Étienne Polverel (1742 Beam, France - 1795 Paris) – Arrived in Le Cap aboard the America as a Civil Commissioner to Saint-Domingue on September 17, 1792, along with Léger Félicité Sonthonax and Jean-Antoine Ailhaud. (Dubois, p. 142) Polverel was given charge of the West, and when Ailhaud abandoned his post, he took responsibility for the South as well. (Fick, p. 315 n3)
When Polverel's son was seized as a hostage, General Galbaud proposed to exchange the boy for the general's brother, César Galbaud, who had been taken prisoner by the Commissioners. (Heinl, p. 56) Polverel replied: "I adore my son, but he cannot be exchanged for the life of a traitor. Please do not refer to this matter again." (Parkinson, p. 68)
Polverel followed his fellow commisioners Sonthonax August 29, 1793 proclamation abolishing slavery in the North of Saint-Domingue (French text) two weeks later, in September 1793, by a similar decree, thus abolishing slavery in the rest of the colony.
Étienne Polverel was a lawyer, and was appointed a French public prosecutor in 1791. He died in April 1795, shortly after the beginning of a trial in which he and Sonthonax were accused by white colonists of treasonous activities in Saint-Domingue. At the end of the nine-months-long trial, the Commissioners were exonerated of this charge.

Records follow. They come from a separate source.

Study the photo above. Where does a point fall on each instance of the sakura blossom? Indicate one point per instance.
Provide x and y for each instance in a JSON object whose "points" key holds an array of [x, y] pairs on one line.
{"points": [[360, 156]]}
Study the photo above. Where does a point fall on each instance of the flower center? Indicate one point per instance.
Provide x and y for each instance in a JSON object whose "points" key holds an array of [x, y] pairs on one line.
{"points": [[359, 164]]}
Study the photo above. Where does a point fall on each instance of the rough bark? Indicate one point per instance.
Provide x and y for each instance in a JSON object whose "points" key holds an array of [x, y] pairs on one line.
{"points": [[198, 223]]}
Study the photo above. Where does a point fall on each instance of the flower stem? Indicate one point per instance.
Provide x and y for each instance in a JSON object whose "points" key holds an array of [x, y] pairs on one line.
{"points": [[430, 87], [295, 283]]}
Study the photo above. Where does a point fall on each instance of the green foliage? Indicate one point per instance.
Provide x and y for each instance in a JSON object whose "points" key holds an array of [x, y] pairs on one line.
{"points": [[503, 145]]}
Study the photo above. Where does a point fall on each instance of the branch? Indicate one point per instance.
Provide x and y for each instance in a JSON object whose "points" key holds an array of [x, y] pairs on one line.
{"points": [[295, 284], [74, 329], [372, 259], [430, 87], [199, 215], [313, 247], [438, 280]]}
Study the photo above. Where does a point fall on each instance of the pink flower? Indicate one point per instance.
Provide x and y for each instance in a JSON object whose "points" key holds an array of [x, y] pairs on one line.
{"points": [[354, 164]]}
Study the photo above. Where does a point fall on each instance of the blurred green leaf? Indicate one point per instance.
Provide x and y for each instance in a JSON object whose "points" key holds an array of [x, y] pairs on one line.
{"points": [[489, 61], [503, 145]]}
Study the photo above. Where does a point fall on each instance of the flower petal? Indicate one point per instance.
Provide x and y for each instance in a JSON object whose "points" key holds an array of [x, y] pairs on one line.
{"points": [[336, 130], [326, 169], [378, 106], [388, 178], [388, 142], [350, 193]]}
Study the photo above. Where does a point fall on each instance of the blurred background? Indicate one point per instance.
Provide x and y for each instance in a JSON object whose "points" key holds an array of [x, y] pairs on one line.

- Dubois, Laurent. (2004). Avengers of the New World: The Story of the Haitian Revolution. Cambridge, MA: The Belknap Press of Harvard University Press. ISBN 0-674-01304-2.
- Parkinson, Wenda (1978). This Gilded African. London: Quartet Books. ISBN 0-7043-2187-4
- Fick, Carolyn E. (1990). The Making of Haiti: The Saint Domingue Revolution from Below. Knoxville: The University of Tennessee Press. ISBN 0-87049-667-0.